Pop Cultivate’s events also straddle the semi-legal reality of pop-up dining and the fully illegal world of unlicensed drug distribution. California voters overwhelmingly said yes to recreational pot in November’s election, but those rules and regulations are still being written—and the specific laws regarding the non-retail distribution and social consumption of cannabis aren’t the legislative priorities figuring out retail sales and commercial and personal cultivation are.
But Pop Cultivate has never had to fight the law, and Yang is careful to do what he can to stay in line with the most common operating procedures for these kinds of not-quite-legal events.
“In Colorado, they’re still trying to figure out how to get permits for any experience-based cannabis business, which allows cannabis consumption on site,” Yang said, referencing Denver County’s historic Initiative 300 social consumption measure. “California is a couple years behind Colorado in any kind of policymaking, and we don’t expect they’ll have permits for our businesses in these early days. But we run everything as private events, and that doesn’t fully make us legal but it gives us some sort of protection. It gives us something of a shelter.”
Yang and his once-a-month team of cooks, hosts, servers, and helpers are also struggling with the current business model’s inability to scale. At Yang’s most recent Pop Cultivate dinner, a dreamy late-April gathering, his team hustled to serve a record 70 customers—“but a decent-sized restaurant can serve 70 customers on any Friday or Saturday night,” Yang told me. “Our number one concern right now is to get frequency and volume up, to move from doing these monthly to doing them weekly.
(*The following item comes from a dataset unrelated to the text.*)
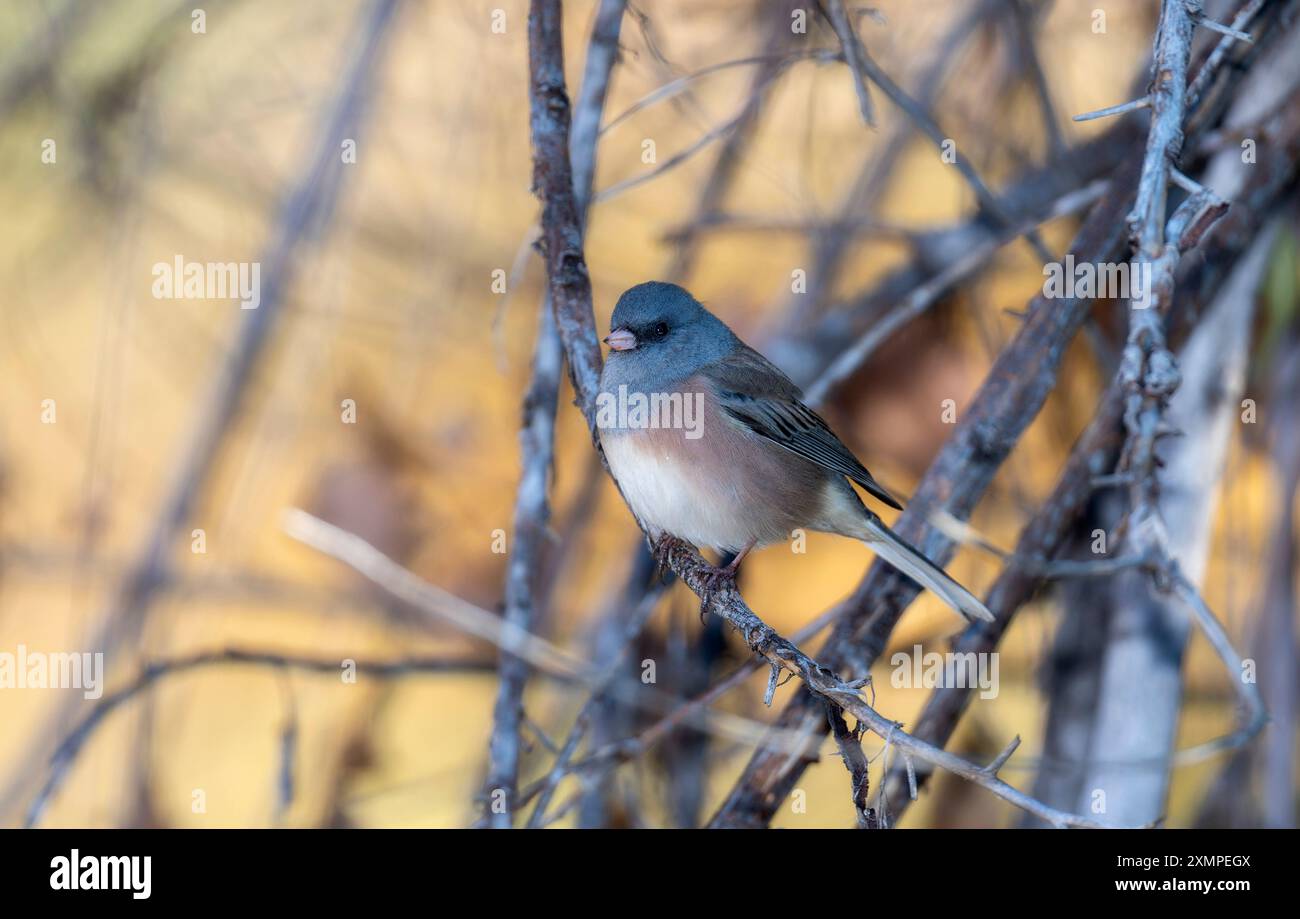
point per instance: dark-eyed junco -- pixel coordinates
(711, 443)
“Ideally we’ll be doing these three nights a week, and two seatings per night, in the coming months once we settle down in the new space. At 50 people per seating, that’s 300 people per week—and that economy of scale makes a lot more sense than what we’re doing now.”
Yang will soon move his Pop Cultivate dinners from a container yard in the downtown Los Angeles arts district to a new undisclosed space near his alma mater USC. In an attempt to fill out his business offerings, Yang is also expanding Pop Cultivate’s cannabis empire beyond these culinary events.
“We’re definitely not limited to just food,” Yang said. “We’ve been working with other groups who do cannabis yoga and smoke-and-paint nights, and we’re currently playing around with launching different cannabis-themed nights. We have a cannabis yoga event scheduled in three weeks’ time, and we’ll definitely add the painting classes once we get in the new space.”
Yang’s is a quintessential L.A. story, one that is as cinematic as it is unexpected: A scientist moves abroad and goes corporate, only to return to California and his artistic roots to create an empire in a booming—if not-yet-legal—industry.